Daily total global solar radiation modeling from several meteorological data


BİLGİLİ M., Ozgoren M.

METEOROLOGY AND ATMOSPHERIC PHYSICS, cilt.112, ss.125-138, 2011 (SCI-Expanded) identifier identifier

  • Yayın Türü: Makale / Tam Makale
  • Cilt numarası: 112
  • Basım Tarihi: 2011
  • Doi Numarası: 10.1007/s00703-011-0137-9
  • Dergi Adı: METEOROLOGY AND ATMOSPHERIC PHYSICS
  • Derginin Tarandığı İndeksler: Science Citation Index Expanded (SCI-EXPANDED), Scopus
  • Sayfa Sayıları: ss.125-138
  • Çukurova Üniversitesi Adresli: Evet

Özet

This paper investigates the modeling of the daily total global solar radiation in Adana city of Turkey using multi-linear regression (MLR), multi-nonlinear regression (MNLR) and feed-forward artificial neural network (ANN) methods. Several daily meteorological data, i.e., measured sunshine duration, air temperature and wind speed and date of the year, i.e., monthly and daily, were used as independent variables to the MLR, MNLR and ANN models.

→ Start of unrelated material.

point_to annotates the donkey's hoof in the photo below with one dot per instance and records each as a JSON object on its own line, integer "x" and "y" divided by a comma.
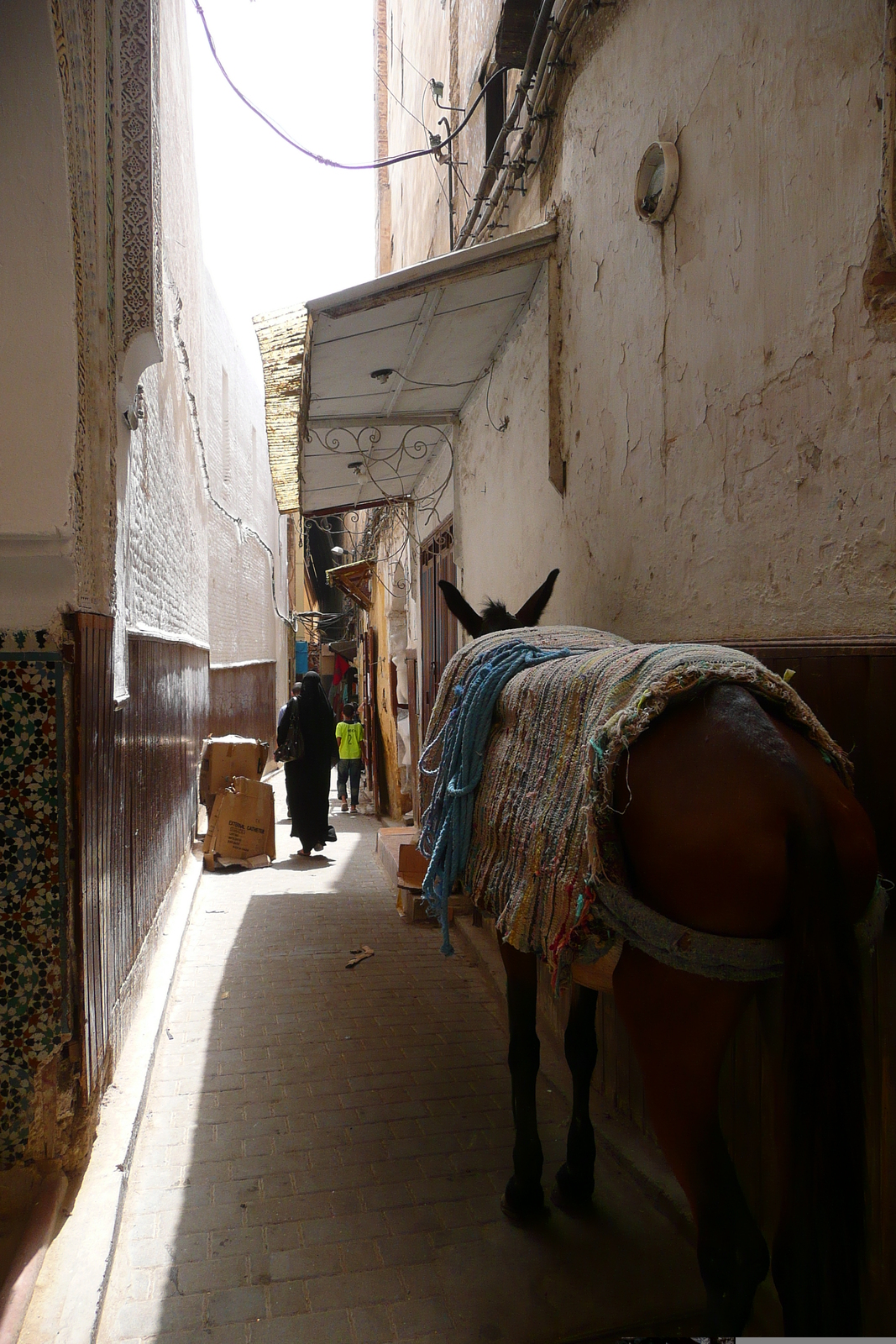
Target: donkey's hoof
{"x": 730, "y": 1297}
{"x": 574, "y": 1189}
{"x": 523, "y": 1203}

In order to determine the relationship between the total global solar radiation and other meteorological data, and also to obtain the best independent variables, the MLR and MNLR analyses were performed with the "Stepwise" method in the Statistical Packages for the Social Sciences (SPSS) program. Thus, various models consisting of the combination of the independent variables were constructed and the best input structure was investigated. The performances of all models in the training and testing data sets were compared with the measured daily global solar radiation values. The obtained results indicated that the ANN method was better than the other methods in modeling daily total global solar radiation. For the ANN model, mean absolute error (MAE), mean absolute percentage error (MAPE), correlation coefficient (R) and coefficient of determination (R (2)) for the training/testing data set were found to be 0.89/1.00 MJ/m(2) day, 7.88/9.23%, 0.9824/0.9751, and 0.9651/0.9508, respectively.